I was forced to pause in my melodramatic discourse because the truck lurched, and I had to brace myself against the ceiling of my bunk space as we wobbled drunkenly. It seemed that we were under way, and that the mechanical precision of the bendy legs which were walking us down the shaft was by no means perfect. I sighed, unable to fancy my chances of getting a good night’s sleep. I wasn’t sure that I wanted one, anyhow—I was still apprehensive about dreaming, and the fact that the biocopy foisted on my brain had now been recopied into something more like its natural form in harness with my alter ego didn’t affect the fact that it was still lurking in the shadows of my soul.
On the other hand, I could hardly stay awake forever.
“That explains why the Isthomi are prepared to entertain us,” she admitted, after a pause for thought. “But what are we doing here, Rousseau… Mike?”
I looked at her in mild surprise. She was, after all, a volunteer. Her orders had been to return to the surface, and though circumstances had conspired to prevent her obeying them, she’d already decided that she wasn’t going back. I realised now, though, that her motives for making that decision had been almost entirely negative. Her orders had seemed to her to be bad ones, inspired by forces that did not have human interests at heart, and her instinct had told her to disobey them. She hadn’t thought it through much further than that.
“We’re trying to save the macroworld,” I reminded her. “If we needed a reason, we got it when the power was switched off. Before that, we had the fact that I seemed to have received a cry for help… and before that we had simple curiosity: the desire to solve the biggest puzzle that fate had ever thrown our way—excepting, of course, such commonplace mysteries as the origin of life, which may not be unrelated to it. Isn’t that enough?”
“I guess so,” she said. “But I can’t help feeling that we may be biting off more than we can chew. Whatever the scheme of things is really like, creatures like us are very, very tiny, aren’t we?”
I’d always known that. I realised that somehow, she’d never quite got hold of the idea before. I remembered the way she’d conducted herself when she first arrived on Asgard, blithely suggesting that she could always bomb Skychain City into slag if she didn’t get her own way.
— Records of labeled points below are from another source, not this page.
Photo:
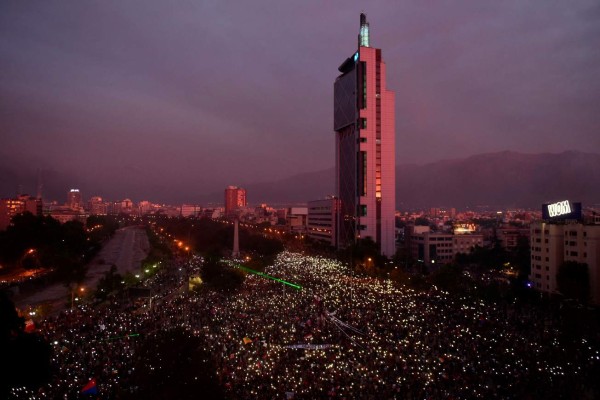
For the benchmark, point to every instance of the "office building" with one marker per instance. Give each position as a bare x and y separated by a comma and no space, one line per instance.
365,148
74,200
235,198
553,243
322,220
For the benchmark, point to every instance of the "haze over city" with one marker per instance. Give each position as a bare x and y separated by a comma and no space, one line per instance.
148,99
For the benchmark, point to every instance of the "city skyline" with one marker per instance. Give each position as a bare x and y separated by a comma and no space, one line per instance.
147,100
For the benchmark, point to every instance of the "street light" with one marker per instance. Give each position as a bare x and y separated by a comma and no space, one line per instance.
81,289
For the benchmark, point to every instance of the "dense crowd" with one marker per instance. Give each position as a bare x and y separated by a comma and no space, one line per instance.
339,336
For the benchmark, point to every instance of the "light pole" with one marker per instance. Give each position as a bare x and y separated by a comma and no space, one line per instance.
81,289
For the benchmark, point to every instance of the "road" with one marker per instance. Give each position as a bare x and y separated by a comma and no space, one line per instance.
126,250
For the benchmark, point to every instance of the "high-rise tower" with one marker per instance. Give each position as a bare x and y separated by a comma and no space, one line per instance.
365,147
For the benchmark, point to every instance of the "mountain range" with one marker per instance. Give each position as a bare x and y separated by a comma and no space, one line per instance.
502,179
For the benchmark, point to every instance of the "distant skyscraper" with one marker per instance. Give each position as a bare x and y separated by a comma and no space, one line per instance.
74,200
235,198
365,148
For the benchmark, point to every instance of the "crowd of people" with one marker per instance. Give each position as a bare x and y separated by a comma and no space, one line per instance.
337,336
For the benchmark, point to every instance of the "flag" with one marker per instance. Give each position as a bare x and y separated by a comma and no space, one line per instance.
90,388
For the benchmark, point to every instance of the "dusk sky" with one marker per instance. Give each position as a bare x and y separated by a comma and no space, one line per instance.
155,96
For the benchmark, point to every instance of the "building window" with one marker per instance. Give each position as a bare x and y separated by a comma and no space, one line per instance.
362,210
364,85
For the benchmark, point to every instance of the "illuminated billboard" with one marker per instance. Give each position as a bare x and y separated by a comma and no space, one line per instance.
562,210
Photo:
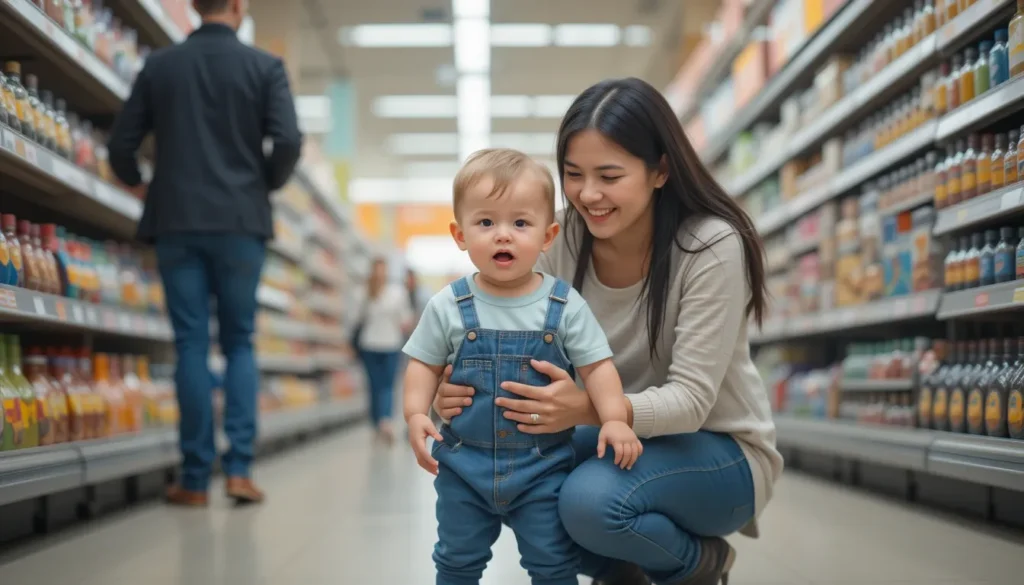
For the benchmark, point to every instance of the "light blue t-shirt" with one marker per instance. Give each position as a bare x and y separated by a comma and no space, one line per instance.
439,332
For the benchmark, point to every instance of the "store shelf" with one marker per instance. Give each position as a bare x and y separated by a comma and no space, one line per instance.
99,89
877,385
983,300
1005,202
33,472
901,308
41,308
902,448
67,187
851,16
150,16
30,473
997,462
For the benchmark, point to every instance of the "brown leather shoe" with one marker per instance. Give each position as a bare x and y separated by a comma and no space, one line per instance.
243,491
177,496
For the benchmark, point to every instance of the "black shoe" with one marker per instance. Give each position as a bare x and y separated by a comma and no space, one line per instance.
626,574
717,557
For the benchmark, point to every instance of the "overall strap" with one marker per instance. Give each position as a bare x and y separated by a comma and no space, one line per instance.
464,298
556,302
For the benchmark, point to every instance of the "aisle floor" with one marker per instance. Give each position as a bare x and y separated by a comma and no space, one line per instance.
344,511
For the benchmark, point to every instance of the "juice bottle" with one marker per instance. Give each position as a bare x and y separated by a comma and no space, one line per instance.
1015,45
79,415
969,167
27,404
953,164
20,98
967,76
995,165
983,167
998,60
9,224
1010,165
49,397
133,393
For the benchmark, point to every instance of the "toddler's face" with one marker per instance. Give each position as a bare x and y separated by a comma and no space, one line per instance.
505,233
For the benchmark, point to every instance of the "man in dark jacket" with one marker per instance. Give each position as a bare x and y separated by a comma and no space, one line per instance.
210,102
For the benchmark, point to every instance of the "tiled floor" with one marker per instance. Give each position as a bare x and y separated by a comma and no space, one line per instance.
344,512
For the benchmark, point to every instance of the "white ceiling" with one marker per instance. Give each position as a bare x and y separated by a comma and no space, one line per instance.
514,71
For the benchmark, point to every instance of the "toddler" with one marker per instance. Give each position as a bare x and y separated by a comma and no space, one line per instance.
489,327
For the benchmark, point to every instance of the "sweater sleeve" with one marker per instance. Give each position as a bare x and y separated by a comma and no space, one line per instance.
712,310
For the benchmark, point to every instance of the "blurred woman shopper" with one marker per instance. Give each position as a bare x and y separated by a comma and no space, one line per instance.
673,274
387,319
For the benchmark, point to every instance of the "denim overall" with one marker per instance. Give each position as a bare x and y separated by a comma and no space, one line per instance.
488,471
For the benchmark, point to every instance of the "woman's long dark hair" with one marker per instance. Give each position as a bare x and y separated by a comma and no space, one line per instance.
635,116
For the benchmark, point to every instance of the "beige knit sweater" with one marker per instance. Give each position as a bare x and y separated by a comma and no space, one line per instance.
702,376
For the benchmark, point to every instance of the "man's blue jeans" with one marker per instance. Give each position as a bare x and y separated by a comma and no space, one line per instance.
194,266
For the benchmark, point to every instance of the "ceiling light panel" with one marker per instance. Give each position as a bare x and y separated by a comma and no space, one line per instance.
471,8
472,45
397,35
587,35
520,35
416,107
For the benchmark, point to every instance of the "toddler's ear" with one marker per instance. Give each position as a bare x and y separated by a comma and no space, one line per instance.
550,234
458,235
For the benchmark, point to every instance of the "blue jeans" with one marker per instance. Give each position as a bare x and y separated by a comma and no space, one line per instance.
682,488
381,370
478,489
194,266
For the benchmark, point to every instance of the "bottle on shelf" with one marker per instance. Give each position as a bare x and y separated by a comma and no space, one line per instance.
1015,43
50,397
998,390
979,388
12,372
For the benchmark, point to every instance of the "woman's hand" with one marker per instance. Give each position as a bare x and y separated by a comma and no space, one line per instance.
558,406
451,399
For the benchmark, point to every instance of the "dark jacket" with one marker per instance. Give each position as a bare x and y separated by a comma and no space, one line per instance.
210,102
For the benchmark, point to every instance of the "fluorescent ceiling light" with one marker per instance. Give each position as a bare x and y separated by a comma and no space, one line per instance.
511,106
415,107
473,94
312,106
552,106
637,36
432,169
587,35
400,35
472,45
520,35
471,8
424,143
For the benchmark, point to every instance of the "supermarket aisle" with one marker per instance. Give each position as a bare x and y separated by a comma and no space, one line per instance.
344,513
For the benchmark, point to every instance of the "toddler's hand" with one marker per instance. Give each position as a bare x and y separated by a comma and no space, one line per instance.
620,436
420,427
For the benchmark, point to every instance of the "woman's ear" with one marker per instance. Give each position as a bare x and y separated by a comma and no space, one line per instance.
458,235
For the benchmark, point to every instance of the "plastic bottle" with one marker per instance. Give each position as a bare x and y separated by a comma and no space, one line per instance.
995,166
1015,44
986,259
969,168
998,64
982,79
1006,253
1010,162
983,167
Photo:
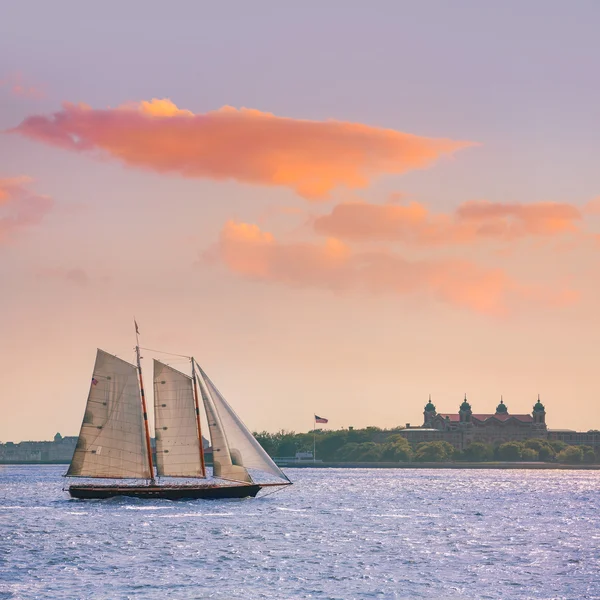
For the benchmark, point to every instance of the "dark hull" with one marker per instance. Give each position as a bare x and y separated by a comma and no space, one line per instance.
166,492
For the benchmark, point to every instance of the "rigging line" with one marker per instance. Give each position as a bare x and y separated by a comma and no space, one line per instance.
272,492
163,352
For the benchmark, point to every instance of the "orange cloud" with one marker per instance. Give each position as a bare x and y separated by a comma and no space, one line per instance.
311,157
255,254
472,221
20,208
593,206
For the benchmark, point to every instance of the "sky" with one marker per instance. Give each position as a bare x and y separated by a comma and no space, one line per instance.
338,208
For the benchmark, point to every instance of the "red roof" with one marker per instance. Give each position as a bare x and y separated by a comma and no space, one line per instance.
504,417
455,418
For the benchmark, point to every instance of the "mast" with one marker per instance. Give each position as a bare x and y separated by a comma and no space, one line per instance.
144,409
197,407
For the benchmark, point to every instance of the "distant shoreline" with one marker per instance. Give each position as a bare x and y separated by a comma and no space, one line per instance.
444,465
389,465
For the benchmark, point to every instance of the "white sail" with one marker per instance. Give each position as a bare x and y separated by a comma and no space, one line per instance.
177,441
111,442
243,448
223,466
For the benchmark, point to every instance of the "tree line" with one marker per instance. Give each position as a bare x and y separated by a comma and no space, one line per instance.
373,444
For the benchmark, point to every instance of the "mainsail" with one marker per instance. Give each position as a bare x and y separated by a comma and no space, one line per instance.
235,449
177,439
111,442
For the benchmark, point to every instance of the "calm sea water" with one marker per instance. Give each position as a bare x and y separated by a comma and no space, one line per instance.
338,533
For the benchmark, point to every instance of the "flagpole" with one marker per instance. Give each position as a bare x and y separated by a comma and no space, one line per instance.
314,439
144,409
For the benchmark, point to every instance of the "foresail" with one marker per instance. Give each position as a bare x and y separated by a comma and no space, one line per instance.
177,441
244,449
223,466
111,442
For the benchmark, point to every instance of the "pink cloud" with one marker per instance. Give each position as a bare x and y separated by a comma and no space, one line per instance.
17,86
311,157
74,276
20,208
592,207
250,252
471,222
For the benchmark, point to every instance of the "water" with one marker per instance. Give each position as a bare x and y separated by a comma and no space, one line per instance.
338,533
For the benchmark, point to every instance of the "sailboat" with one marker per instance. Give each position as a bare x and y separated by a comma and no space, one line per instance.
114,441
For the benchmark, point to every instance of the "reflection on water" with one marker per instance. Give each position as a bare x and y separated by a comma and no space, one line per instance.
335,534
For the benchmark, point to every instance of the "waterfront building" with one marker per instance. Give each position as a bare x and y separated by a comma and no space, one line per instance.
464,427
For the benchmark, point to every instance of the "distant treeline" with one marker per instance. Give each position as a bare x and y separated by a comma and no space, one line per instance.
373,445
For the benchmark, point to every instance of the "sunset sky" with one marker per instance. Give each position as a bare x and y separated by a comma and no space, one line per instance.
338,207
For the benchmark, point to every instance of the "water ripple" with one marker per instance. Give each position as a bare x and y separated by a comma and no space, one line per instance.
336,534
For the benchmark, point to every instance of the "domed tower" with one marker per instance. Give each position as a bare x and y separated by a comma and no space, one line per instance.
429,413
539,413
465,411
501,408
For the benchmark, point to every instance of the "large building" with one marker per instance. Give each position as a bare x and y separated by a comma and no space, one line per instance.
465,426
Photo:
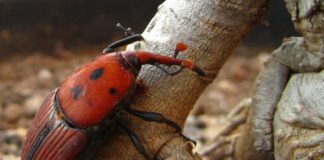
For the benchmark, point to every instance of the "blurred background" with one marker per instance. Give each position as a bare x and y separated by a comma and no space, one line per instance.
42,41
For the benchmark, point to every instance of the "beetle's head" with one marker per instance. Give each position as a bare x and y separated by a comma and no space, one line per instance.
133,61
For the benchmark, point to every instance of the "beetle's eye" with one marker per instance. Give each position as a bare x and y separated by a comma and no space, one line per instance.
134,62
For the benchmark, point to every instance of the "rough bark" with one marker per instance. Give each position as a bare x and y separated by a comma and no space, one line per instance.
211,29
286,120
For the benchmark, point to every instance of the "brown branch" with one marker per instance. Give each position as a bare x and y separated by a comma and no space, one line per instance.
211,29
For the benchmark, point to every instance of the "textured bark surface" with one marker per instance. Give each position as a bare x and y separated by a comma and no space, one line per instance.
256,140
211,29
286,120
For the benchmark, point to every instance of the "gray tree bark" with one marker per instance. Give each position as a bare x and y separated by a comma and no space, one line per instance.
211,29
286,119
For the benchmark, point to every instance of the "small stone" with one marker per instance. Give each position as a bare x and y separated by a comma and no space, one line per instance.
44,75
13,112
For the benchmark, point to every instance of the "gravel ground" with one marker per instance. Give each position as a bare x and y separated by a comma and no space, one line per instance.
26,80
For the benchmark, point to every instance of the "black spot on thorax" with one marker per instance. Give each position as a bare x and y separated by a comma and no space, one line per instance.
96,73
112,91
76,92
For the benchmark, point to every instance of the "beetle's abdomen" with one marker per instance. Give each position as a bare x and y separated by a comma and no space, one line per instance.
88,95
50,137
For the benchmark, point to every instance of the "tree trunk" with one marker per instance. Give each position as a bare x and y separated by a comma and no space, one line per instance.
211,29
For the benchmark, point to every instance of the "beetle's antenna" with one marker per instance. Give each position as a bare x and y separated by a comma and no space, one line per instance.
128,31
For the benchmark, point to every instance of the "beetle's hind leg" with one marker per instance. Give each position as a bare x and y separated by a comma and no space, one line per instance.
135,140
157,117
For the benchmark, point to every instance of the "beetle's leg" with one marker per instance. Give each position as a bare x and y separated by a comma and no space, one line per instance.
135,140
171,73
125,41
157,117
179,47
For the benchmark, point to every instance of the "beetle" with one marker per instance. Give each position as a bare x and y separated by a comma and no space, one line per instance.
84,108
I supposed that active participation in the virtual genocide of the Salamandrans had given her inflated ideas about the importance of homo sapiens which were only now being deflated to a true sense of proportion.
“Well,” I said, “it was a virus whose individual particles can be measured in Angstrom units which destroyed the Scarid empire of twenty billion humanoid beings. Nothing’s insignificant, if it’s in the right place at the right time, doing the right thing.”
I felt embarrassed about sermonising, but as I repeated my own words back to myself for reinspection, I couldn’t help feeling that, as sermons went, my little homily had its merits. Unfortunately, Susarma Lear was in the mood to export a little of her newfound sense of deflation.
“The problem is,” she said, pensively, “that as you kindly pointed out to me up above, we really don’t know what we’re doing, do we?”
I’m sure that I could have thought up a convincing reply to preserve a few of my delusions of grandeur, but I was saved from the responsibility by the fact that at that precise moment in time something very big and very heavy landed on top of the truck with an almighty crash, and broke our hold on the walls of the shaft.
What had been sideways suddenly became down, and I was catapulted out of the bunk. The only thought which my brain could then accommodate was the terrified realization that twenty-five kilometres was a hell of a long way to fall, and that even the low-gee wasn’t going to save us from being comprehensively pulped when we hit the bottom.